Kim Green at the University of California, Irvine, praised the study, noting that “for years we have been talking about how these presenilin mutations, and perhaps presenilin itself, modulates calcium, but we have never really looked at the consequences of those calcium changes.” He was not involved in the work.

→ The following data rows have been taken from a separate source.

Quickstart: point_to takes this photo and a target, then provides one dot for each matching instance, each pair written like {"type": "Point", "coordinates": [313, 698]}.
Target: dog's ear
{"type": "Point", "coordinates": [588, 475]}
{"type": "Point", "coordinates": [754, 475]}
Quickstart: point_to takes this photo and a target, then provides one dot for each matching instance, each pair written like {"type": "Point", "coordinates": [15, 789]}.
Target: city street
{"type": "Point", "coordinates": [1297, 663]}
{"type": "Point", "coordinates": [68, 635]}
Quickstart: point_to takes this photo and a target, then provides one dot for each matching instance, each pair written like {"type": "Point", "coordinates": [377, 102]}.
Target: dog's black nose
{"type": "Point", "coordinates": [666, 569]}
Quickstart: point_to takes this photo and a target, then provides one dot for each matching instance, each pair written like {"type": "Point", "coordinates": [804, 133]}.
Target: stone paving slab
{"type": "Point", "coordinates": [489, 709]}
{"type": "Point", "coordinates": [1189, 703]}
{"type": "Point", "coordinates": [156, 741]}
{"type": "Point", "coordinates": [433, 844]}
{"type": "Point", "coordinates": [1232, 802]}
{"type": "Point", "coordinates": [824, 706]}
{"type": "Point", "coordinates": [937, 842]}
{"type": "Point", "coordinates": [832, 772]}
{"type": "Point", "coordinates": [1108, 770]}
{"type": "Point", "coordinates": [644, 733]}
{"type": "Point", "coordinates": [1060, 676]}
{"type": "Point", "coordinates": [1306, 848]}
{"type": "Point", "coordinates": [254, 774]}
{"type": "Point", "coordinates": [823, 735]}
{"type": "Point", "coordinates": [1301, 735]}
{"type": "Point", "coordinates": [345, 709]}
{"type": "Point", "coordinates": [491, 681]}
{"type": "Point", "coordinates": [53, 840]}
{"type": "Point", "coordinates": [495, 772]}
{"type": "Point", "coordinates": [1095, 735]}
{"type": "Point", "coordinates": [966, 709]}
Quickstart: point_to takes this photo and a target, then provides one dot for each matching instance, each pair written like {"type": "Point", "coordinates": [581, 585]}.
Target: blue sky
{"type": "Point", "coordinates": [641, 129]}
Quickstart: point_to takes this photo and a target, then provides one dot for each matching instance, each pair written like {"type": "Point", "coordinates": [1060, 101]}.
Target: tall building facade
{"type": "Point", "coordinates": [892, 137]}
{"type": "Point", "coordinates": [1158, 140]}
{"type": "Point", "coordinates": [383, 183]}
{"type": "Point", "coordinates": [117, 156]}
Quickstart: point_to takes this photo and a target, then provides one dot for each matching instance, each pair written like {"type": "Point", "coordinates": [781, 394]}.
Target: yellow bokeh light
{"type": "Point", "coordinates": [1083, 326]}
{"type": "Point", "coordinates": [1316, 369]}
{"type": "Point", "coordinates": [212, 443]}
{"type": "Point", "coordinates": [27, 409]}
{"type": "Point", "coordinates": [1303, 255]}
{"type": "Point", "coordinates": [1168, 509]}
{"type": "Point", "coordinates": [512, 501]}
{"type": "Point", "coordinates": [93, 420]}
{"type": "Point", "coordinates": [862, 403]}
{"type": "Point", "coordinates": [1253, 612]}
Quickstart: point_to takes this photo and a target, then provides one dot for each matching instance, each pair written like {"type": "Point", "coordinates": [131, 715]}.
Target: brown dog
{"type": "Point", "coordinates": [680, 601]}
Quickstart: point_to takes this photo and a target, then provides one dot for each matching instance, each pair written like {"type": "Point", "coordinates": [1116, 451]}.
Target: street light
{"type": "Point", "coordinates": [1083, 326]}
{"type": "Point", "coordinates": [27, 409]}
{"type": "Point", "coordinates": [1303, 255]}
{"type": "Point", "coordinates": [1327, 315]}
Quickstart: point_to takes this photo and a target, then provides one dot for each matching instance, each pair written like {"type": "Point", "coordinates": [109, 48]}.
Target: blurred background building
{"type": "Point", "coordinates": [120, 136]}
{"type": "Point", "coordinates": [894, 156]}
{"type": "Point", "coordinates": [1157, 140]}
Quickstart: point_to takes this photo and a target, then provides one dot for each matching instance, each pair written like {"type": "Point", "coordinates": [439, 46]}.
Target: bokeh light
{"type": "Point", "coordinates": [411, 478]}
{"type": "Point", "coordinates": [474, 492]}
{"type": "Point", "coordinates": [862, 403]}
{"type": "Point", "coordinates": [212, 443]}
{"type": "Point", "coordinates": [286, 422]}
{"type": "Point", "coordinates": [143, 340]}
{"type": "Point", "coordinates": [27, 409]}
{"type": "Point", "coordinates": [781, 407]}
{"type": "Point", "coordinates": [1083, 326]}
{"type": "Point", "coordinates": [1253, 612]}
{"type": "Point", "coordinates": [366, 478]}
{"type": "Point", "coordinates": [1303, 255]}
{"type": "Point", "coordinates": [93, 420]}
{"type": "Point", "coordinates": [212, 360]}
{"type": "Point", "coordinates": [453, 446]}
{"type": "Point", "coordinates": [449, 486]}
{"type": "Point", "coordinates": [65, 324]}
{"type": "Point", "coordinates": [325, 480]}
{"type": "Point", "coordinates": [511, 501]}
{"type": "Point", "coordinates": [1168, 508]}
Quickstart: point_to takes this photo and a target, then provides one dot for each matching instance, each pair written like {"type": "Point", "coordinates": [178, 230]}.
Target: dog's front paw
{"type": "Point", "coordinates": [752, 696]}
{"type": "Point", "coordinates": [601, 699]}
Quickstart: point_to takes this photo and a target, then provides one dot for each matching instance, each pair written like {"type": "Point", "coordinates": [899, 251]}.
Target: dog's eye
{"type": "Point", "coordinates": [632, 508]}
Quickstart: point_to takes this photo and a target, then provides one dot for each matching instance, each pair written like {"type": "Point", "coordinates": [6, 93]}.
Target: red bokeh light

Numerous previous studies have shown that familial AD presenilin-1 (PS1) mutations result in exaggerated calcium release from internal cellular stores, although researchers disagree about the exact mechanism (see, e.g., Stutzmann et al., 2006; Stutzmann et al., 2007; Bezprozvanny et al., 2008; ARF related news story on Green et al., 2008; ARF related news story on Green and LaFerla, 2008; see also ARF live discussion). Previous work by Foskett and colleagues linked the inositol 1,4,5-triphosphate receptor (InsP3R) to PS1-induced calcium release (see ARF related news story).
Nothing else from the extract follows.